Value-added data provision
What role does collaboration play in productising public sector data? Large-scale data providers like the US Census Bureau, have enormous, complex and often inaccessible data assets. Supporting value by design with organisations across the globe, Wolf takes an aerial view of their entire data ecosystem. Whilst this can first appear opaque, Wolf tells us that it all starts by looking at the diverse needs of data recipients to build an informed view of how to optimise the entire system.
“Most departments have a mandate to make data accessible and useful, but the model of providing opaque, uniform data to stakeholders with diverse needs is changing to a more bespoke approach that is adding value to the user experience. We can understand this as data productisation,” Wolf explained.
“No one wants your pile of data,” Wolf joked. An interactive dashboard with built-in explainability is probably more suited to citizens that want answers to specific questions.
Departments with data science teams like the Office for National Statistics (ONS) are more likely to prefer a data deluge where they can track the movement and consumption of data across departments in real-time.
Whether sold or not, viewing data as a 'product,' positions it within a system-wide value chain, with an obligation for it to meet higher accessibility standards based on the ‘customer’. This sets the stage for data to yield a return on investment.
User-centricity and privacy-compliance. Two sides of the same coin?
Constructing data in the form of a bespoke product for end-users is also helping organisations address some of the historical barriers to data sharing, with tools like data cleaning rooms rapidly advancing the possibility of a data sharing environment with built-in privacy compliance.
“For a long time, there was a distinct tension between the need for transparency and insight and the need to protect sensitive data,” Wolf reflected. Opting for arduous, manual data cleaning has meant waiting on answers to important analytical questions that required cross-government data sharing.
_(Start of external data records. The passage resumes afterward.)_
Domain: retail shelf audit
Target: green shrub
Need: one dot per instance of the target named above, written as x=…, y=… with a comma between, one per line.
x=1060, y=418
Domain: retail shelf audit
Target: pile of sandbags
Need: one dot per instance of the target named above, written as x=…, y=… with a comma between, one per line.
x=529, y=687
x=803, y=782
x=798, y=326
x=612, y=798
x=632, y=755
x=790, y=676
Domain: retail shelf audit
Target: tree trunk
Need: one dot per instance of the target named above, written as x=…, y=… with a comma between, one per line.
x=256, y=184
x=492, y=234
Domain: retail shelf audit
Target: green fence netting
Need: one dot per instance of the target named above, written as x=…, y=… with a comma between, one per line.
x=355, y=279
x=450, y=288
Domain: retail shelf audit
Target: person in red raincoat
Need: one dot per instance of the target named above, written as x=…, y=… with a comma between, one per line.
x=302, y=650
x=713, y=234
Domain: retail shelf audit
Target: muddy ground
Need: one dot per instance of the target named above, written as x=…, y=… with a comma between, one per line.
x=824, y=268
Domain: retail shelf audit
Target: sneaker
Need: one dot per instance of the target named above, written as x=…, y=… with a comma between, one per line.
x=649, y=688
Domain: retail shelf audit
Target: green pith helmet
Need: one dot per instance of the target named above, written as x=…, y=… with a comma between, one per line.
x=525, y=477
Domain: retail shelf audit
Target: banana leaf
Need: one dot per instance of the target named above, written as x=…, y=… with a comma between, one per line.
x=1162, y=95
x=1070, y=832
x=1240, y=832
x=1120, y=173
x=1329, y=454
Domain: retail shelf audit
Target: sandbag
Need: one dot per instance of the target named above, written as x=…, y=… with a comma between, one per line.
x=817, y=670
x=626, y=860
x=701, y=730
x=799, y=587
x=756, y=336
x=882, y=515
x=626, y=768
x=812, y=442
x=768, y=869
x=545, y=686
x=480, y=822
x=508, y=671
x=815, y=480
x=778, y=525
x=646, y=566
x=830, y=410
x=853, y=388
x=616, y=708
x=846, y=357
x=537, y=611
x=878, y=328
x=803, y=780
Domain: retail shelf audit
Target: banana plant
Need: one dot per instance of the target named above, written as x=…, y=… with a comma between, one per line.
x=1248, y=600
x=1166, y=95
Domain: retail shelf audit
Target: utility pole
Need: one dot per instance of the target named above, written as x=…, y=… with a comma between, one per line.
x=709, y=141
In the medium term, this lag has inhibited the need for a proactive, evidence-driven government.
However, Wolf observes that there are a growing number of use cases where technologies are facilitating multi-party collaboration, allowing the bespoke data requirements of stakeholders to be met, whilst still being able to curtain sensitive data to your recipient.
“We collaborate with government bodies to understand what the core issues are that recipients aim to solve by accessing certain data. This approach enables us to provide valuable insights while preserving sensitive identifiers. Data productisation helps us understand the recipient's needs, which in turn, helps us determine which elements we can conceal, transforming raw data into a tailor-made, privacy-compliant solution.”
With the construct of productised data sharing in place, Wolf elaborated on how to use this as a foundation to monetise those data assets with the private sector whilst maximising departmental resource allocation.
Commercialising data assets through public-private collaboration
Gone are the days of departments relying on the ONS as the exclusive source of data expertise. With departments improving their data infrastructure, capabilities and literacy, the ONS’ role is increasingly less centred around being an intermediary data-cleaning service for other departments. Wolf observed that this decentralisation of expertise has meant that departments have greater bandwidth to optimise their data resources through new ways of working with the private sector.
“In the last few years, we’ve seen an opportunity open up where governments can begin commercialising their data. Previously, bespoke data products built off of aggregate data was a service monopolised by private actors but since the tension between insight and privacy has been addressed by technologies like data cleaning rooms, governments can now vertically integrate and start to profit from the data they are sourcing and storing.”
Enhancing the value of data assets can foster creative solutions for pressing national concerns. In sectors like energy, where private companies play a significant role in service provision, there's an opportunity for businesses to leverage public sector data to develop premium data products for the private sector. As Wolf underlined, these businesses could then pass on the resulting benefits to citizens directly through reduced utility bills, bringing the benefits of system-thinking and collaboration directly to citizens.
The virtuous cycle of data-driven budget allocation
But the opportunities of data productisation to make money go further aren’t confined to private-public partnerships. Attaching quantifiable value to the department's data products opens a host of opportunities for departments to communicate the value of their data provision, allowing for a more strategic view of budget allocation.
“Modern data platforms are going beyond simply showing the number of downloads, but are actually providing consumption metrics about what queries are being made against specific data points. We’re seeing agencies use these metrics to argue for more budget, which they can reinvest in bespoke data products to drive a virtuous cycle.”
By attaching quantifiable value to data products, departments can demonstrate the significance of their data provision and secure additional resources for reinvestment. This data-driven approach fosters a virtuous cycle of continuous improvement, shifting away from linear, unspecialised data sharing towards an enriched data ecosystem that can be reinforced by top-down direction.